A key component of this tool are the references (experiments that have correct results). By running the same experiment (identical namelists, input-data, emission-scenarios, etc.) but with different compilers or on different machines one can cross-compare and verify these installations. It is recommended to use at least a 10-year period as experiment duration, for shorter periods the tests could fail due to too large interannual variability even in case of correct results. For some variables even 10-years will be too short to average the interannual variability below the defined thresholds. Therefore it is recommended to have several reference experiments e.g. from different computing platforms or different compilers or compiler settings, to which a new experiment can then be compared to.
If one configuration, i.e. GCC on Piz Daint, does not give results within the statistical tolerance of each test, there is very likely a bug or a problem.
The reference experiments are stored as .csv in references. Any other location, even outside of the clim-sanity-checker repository is possible.
Just pass the folder with --p_ref_csv_files. The structure of the reference folder needs to be as follows:
[p_ref_csv_files / current_test/ref_a.csv]

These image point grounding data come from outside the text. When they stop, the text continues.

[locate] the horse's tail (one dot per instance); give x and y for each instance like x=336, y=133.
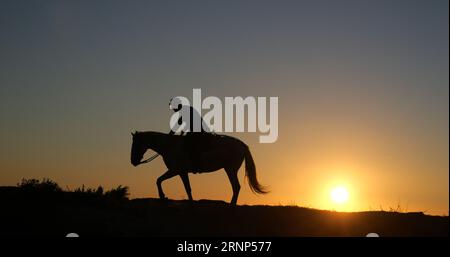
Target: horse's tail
x=250, y=173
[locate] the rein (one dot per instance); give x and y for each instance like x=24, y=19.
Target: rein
x=149, y=159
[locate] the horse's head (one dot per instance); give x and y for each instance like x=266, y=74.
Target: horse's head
x=137, y=150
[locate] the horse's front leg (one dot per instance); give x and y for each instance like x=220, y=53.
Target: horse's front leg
x=185, y=178
x=167, y=175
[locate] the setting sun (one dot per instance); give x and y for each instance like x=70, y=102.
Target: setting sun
x=339, y=195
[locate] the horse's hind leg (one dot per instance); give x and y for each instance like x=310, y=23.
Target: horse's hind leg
x=185, y=178
x=167, y=175
x=232, y=175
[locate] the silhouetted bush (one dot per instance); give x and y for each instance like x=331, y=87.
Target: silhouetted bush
x=119, y=193
x=46, y=186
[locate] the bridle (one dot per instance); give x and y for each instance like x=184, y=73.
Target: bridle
x=149, y=159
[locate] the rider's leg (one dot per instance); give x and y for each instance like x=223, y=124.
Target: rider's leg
x=167, y=175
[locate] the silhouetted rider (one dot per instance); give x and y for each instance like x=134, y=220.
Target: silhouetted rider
x=197, y=142
x=193, y=117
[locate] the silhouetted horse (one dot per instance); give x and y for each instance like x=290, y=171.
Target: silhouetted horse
x=224, y=152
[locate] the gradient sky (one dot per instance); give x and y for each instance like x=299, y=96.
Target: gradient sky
x=363, y=91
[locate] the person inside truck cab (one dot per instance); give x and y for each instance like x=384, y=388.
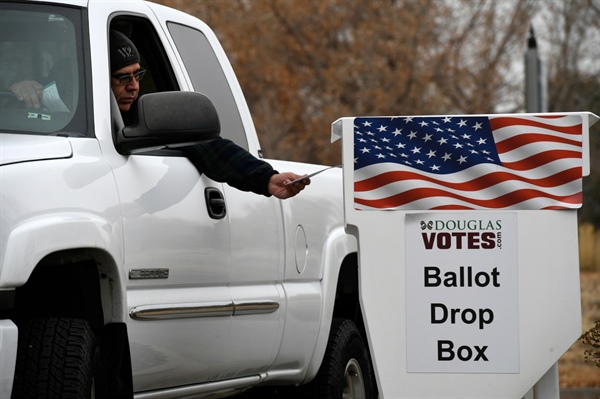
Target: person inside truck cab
x=221, y=160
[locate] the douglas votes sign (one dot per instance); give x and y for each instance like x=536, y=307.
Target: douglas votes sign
x=462, y=292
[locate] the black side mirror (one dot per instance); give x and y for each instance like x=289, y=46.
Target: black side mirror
x=169, y=120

This folder must also contain an additional .csv file providing a table with all essential information about the experiments. See Exps_description.csv as an example.
The .csv files itself store either the global mean-values (used for Welch's t-test) or the results of the test in the respective test-metric like R^2 (all other tests).
There are two possible options to add experiments with the module add_exp_to_ref.py:
- Run sanity_test.py and type yes when asked by the clim-sanity-checker
or - manually run add_exp_to_ref.py with the correct command-line arguments
The clim-sanity-checker prints out the correct command-line arguments in case you type no:
If you want to add the experiment daint_REF_10y to the reference pool later on, type the following line when you are ready:
python add_exp_to_ref.py --exp daint_REF_10y --tests emi --p_stages stages --p_ref_csv_files ref/echam-hammoz
You are then asked to enter some details about the experiment:
Basic information
- Experiment name
- Platform;OS
- Date of experiment (month yyyy)
Compiler Options
- Compiler (with version)
- Optimisation level (-OX) -fast-transcendentals (y/n)
- -no-prec-sqrt (y/n)
- -no-prec-div (y/n)
Test performed for this experiment
- welch (y/n)
- fldcor (y/n)
- rmse (y/n)
- emi (y/n)
Finally a commit message needs to be defined. The clim-sanity-checker creates a new branch and commits all new files of this experiments into the reference database.
The final push to the remote needs to be done manually by the user!
Currently there is one setting available for ECHAM-HAMMOZ and ICON.
The setting for the references in icon is atm_amip. This is the standard configuration of ICON for climate-simulations. From the experiment description in the header of the runscript:
This file describes an AMIP experiment based on the non-hydrostatic atmosphere and the
ECHAM physics. The experiment is intialized from IFS analysis files and uses transient
boundary conditions for:
-SST and sea ice
-spectral solar irradiation
-well mixed greenhouse gases CO2, CH4, N2O, CFCs
-O3 concentration
-tropospheric aerosol optical properties
-stratospheric volcanic aerosol optical properties
The setting for the references in echam-hammoz is the following (taken from David Neubauer):
ECHAM6.3-HAM2.3-MOZ1.0 release tag (https://redmine.hammoz.ethz.ch/projects/hammoz/repository/show/echam6-hammoz/tags/echam6.3.0-ham2.3-moz1.0)
Default run configuration for HAM-M7
v0002 Input file distribution (corresponding to setup_templates/run_examples/run_defaults_echam6-ham)
(T63L47GR15; ACCMIP_interpolated emissions RCP45 transient emissions; 2003-2012; SST/SIC climatology 1979-2008,...)
Note that the chemistry module MOZ is not used and tested in this experiment.